FINIS Tip of the Week: Freestyle Initial Catch


Welcome to the “FINIS Tip of the Week.” Swimming World will be bringing you a topic that we’ll explore with drills and concepts for you to implement with your team on a regular basis. While certain weeks may be more appropriate for specific levels of swimming (club, high school, college, or masters), each tip is meant to be flexible for your needs and inclusive for all levels of swimming.

This month’s tip series is focused on the all-important freestyle catch. Arguably the most important part of any freestyle, developing and maintaining an efficient freestyle catch is crucial for swimmers at any ability level.
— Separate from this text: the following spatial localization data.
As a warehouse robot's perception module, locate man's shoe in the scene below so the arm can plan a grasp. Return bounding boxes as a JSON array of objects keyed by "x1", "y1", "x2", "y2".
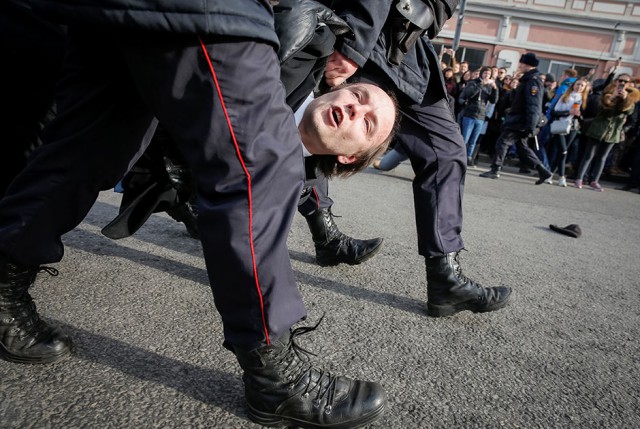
[
  {"x1": 305, "y1": 209, "x2": 383, "y2": 267},
  {"x1": 167, "y1": 203, "x2": 200, "y2": 239},
  {"x1": 425, "y1": 252, "x2": 511, "y2": 317},
  {"x1": 0, "y1": 256, "x2": 71, "y2": 364},
  {"x1": 480, "y1": 166, "x2": 500, "y2": 179},
  {"x1": 234, "y1": 325, "x2": 386, "y2": 429},
  {"x1": 536, "y1": 164, "x2": 553, "y2": 185}
]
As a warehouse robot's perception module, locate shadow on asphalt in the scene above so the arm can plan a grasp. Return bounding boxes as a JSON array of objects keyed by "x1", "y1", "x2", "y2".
[{"x1": 51, "y1": 320, "x2": 247, "y2": 418}]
The last two articles in the series focused on the hand entry and extension to set up a high elbow freestyle catch, and this week will give you some tips in developing solid contact in the initial stages of the pull phase of the stroke.

Initial Contact…

Making sure you have a “hold” of the water from the very beginning of your pull is essential to having an effective catch. The faster you are able to make contact with the water that propels you forward, the more efficient your pull will be. General things to look for in the initial phase of the catch are making sure the fingertips are pointed down with the face of palm pressing behind you and to maintain that position through the pull phase of the stroke.

Sculling is a great way to making sure you are developing a good hold on the water early on in your catch. Front sculling can help increase your awareness of when you have a hold on the water. To make things interesting you can even experiment with front quadrant sculling where you mimic the initial pull phase of the stroke before progressing into full on underwater recovery drill.

High (And Deep!) Elbow…

It is common knowledge when it comes to the catch that you want a high elbow position with your elbow above your wrist and your wrist above your hand. But another important consideration is how deep that high elbow is positioned in the water.

You want to avoid having a “shallow” elbow position that can cause you to slip in the second half of your stroke. Make sure your elbow is deep enough that you establish a strong anchor in the water and that can give you enough room to finish your stroke without losing any pull in the water. Head up freestyle is a great drill to work on this, as it forces you directly into a strong catch position deep in the water.

All swimming and dryland training and instruction should be performed under the supervision of a qualified coach or instructor, and in circumstances that ensure the safety of participants.